Here at Word to the Wise, I often work with clients who are seeing delivery problems related to high complaint rates and the resultant poor reputation. I work with these kinds of clients to sift through their data to maintain as many good email addresses as possible. At the same time, in order to improve reputation the number of unengaged recpients needs to be as low as possible. Working closely with clients I help them design and implement a strategy for list hygiene to improve reputation, response and return.
We start with a series of questions about the complaints. If you don’t know what is causing the complaints, then you can’t resolve the underlying problem. Some questions to consider.
- Is this unusual complaint behaviour? If so, what changed recently?
- Have we added new addresses from a new source?
- Have we resolved a problem resulting in more emails in the inbox?
- Did we change our frequency?
- Did we mail new or unique content?
- Are complaint rates consistently high?
- How are we treating our recipients?
- Are we sending mail they expect and anticipate?
- Are we actually sending opt-in mail?
- Are we setting expectations appropriately during the opt-in process?
Once you have an idea of why the complaints are happening, you can address the systemic problems.

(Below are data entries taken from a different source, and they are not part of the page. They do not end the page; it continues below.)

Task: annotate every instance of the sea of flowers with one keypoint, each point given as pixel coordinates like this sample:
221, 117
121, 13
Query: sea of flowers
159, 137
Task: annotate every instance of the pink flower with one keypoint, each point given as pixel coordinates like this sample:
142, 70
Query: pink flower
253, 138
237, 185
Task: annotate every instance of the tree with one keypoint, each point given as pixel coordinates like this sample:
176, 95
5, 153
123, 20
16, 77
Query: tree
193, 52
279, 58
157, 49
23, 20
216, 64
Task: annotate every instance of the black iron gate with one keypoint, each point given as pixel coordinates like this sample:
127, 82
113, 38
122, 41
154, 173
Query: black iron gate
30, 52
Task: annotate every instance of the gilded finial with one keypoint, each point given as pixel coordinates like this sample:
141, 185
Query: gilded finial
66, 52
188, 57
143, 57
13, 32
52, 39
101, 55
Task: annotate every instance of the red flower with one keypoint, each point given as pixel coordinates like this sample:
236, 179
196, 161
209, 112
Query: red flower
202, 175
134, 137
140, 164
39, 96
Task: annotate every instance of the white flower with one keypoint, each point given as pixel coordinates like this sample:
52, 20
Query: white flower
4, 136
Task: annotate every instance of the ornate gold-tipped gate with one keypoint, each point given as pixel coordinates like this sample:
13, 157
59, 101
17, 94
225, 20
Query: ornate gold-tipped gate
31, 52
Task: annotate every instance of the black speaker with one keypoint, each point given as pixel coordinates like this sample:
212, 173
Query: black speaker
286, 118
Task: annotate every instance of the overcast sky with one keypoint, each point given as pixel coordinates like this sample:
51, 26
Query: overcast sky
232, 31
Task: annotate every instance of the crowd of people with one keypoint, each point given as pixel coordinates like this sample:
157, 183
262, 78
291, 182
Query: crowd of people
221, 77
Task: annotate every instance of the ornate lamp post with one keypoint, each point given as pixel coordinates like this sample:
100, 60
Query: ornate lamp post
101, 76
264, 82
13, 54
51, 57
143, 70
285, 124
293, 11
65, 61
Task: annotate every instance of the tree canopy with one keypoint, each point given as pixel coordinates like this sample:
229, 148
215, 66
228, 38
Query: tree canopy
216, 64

Remember, it is extremely rare that a high complaint rate is the only problem with a mailing program. Usually, I find there are other list performance problems including poor open rates, poor click through rates, all evidence of low recipient engagement.
It can be a challenge to fix a mailing program with high complaints and low recipient engagement. The process takes longer than many managers like. However, the only real options are to spend so much time dealing with delivery and reputation problems that there are no strategic decisions being made or step back and make the strategic plans that create a sustainable email marketing program with few delivery problems.